There’s a lot of information in the output of the ATfE -Rpass options, both for optimization passes that were taken and passes that were not. This information can be a great help to a developer in understanding how the compiler has optimized code, and in looking at code tweaks that help the compiler optimize better. It’s a large subject, and I’ll leave a deep dive until another blog post.
Arm® Development Studio provides a suite of items that are useful for experimentation with KleidiAI kernels in a bare-metal setting including example projects for a quick start, Fixed Virtual Platforms (FVPs) for testing, and a license for Arm® Compiler for Embedded (AC6) (and soon, for Arm ® Toolchain for Embedded Professional ATfEP).
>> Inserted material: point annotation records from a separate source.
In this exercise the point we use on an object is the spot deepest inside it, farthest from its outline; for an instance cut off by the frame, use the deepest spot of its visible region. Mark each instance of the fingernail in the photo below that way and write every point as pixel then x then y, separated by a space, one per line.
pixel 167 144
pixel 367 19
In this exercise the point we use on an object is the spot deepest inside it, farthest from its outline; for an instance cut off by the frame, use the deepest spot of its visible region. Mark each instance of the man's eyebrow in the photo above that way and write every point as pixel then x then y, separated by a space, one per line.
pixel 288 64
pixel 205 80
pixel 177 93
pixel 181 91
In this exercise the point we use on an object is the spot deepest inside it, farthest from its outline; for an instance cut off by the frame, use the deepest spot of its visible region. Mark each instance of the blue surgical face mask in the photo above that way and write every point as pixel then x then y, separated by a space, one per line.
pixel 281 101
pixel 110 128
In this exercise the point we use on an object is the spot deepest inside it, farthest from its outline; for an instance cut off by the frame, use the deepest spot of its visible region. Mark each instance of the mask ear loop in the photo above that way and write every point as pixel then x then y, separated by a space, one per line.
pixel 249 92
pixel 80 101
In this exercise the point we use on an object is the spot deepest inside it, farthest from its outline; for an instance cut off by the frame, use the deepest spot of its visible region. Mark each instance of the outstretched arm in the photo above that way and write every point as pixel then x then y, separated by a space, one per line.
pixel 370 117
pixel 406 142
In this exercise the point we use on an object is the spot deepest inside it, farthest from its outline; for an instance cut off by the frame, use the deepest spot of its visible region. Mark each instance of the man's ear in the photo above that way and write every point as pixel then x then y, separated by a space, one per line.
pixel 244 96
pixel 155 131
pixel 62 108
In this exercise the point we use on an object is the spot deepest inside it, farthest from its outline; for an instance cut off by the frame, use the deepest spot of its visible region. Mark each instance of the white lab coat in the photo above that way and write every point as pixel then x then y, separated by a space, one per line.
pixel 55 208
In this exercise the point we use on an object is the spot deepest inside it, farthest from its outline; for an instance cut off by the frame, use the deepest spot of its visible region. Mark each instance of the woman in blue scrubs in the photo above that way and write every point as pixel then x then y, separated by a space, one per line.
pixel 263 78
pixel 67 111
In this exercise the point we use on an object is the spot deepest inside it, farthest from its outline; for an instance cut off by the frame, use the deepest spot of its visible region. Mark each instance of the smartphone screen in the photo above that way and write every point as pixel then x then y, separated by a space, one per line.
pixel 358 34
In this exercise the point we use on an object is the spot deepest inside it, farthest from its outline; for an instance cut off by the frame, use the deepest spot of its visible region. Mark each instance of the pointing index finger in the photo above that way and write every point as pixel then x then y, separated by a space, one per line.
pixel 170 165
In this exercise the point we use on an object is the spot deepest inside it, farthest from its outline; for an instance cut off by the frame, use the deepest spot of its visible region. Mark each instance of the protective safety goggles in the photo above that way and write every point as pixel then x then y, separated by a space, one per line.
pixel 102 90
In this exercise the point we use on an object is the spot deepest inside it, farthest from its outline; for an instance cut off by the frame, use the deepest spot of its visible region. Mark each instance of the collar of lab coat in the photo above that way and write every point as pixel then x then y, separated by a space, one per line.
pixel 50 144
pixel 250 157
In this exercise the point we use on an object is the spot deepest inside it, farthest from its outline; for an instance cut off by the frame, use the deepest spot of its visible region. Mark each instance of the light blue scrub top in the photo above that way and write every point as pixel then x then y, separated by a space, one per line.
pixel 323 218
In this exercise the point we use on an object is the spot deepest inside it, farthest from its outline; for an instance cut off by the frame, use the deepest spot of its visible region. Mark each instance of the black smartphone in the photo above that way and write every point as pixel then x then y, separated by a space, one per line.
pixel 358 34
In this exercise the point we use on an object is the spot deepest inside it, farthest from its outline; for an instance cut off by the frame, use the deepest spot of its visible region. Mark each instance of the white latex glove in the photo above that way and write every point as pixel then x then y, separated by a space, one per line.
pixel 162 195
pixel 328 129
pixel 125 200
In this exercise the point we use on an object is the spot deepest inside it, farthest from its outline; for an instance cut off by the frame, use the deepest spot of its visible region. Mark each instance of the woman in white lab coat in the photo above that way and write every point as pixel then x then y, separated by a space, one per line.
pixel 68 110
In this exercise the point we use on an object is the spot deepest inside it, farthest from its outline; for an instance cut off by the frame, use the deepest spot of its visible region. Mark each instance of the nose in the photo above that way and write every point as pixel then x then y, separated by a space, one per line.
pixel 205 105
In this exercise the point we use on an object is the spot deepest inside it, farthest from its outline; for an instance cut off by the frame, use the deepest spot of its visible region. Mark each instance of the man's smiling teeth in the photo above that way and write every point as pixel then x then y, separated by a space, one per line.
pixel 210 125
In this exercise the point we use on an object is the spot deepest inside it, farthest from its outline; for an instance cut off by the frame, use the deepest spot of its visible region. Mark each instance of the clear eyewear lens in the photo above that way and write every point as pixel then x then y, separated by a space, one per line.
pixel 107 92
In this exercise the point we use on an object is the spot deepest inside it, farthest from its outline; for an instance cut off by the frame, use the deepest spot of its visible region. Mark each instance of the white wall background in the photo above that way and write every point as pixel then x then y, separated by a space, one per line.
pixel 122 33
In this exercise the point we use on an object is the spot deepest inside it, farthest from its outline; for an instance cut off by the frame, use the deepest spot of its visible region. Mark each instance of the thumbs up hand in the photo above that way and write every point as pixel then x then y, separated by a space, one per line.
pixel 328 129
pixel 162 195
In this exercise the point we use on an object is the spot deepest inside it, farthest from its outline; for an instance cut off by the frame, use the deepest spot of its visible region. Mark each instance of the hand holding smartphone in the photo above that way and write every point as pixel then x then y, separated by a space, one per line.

As with all software development, care is needed to capture all relevant data when assessing things like compiler performance: in this instance it would have been easy to assume that projects built with ATfE would run around 20% faster than when built with AC6. ATfE makes heuristics-based optimization decisions using the cost and benefit of each potential optimization and provides useful options for reviewing which optimizations have and haven’t been used. Information from these options might be used to tweak code to enable the compiler to exploit additional optimizations.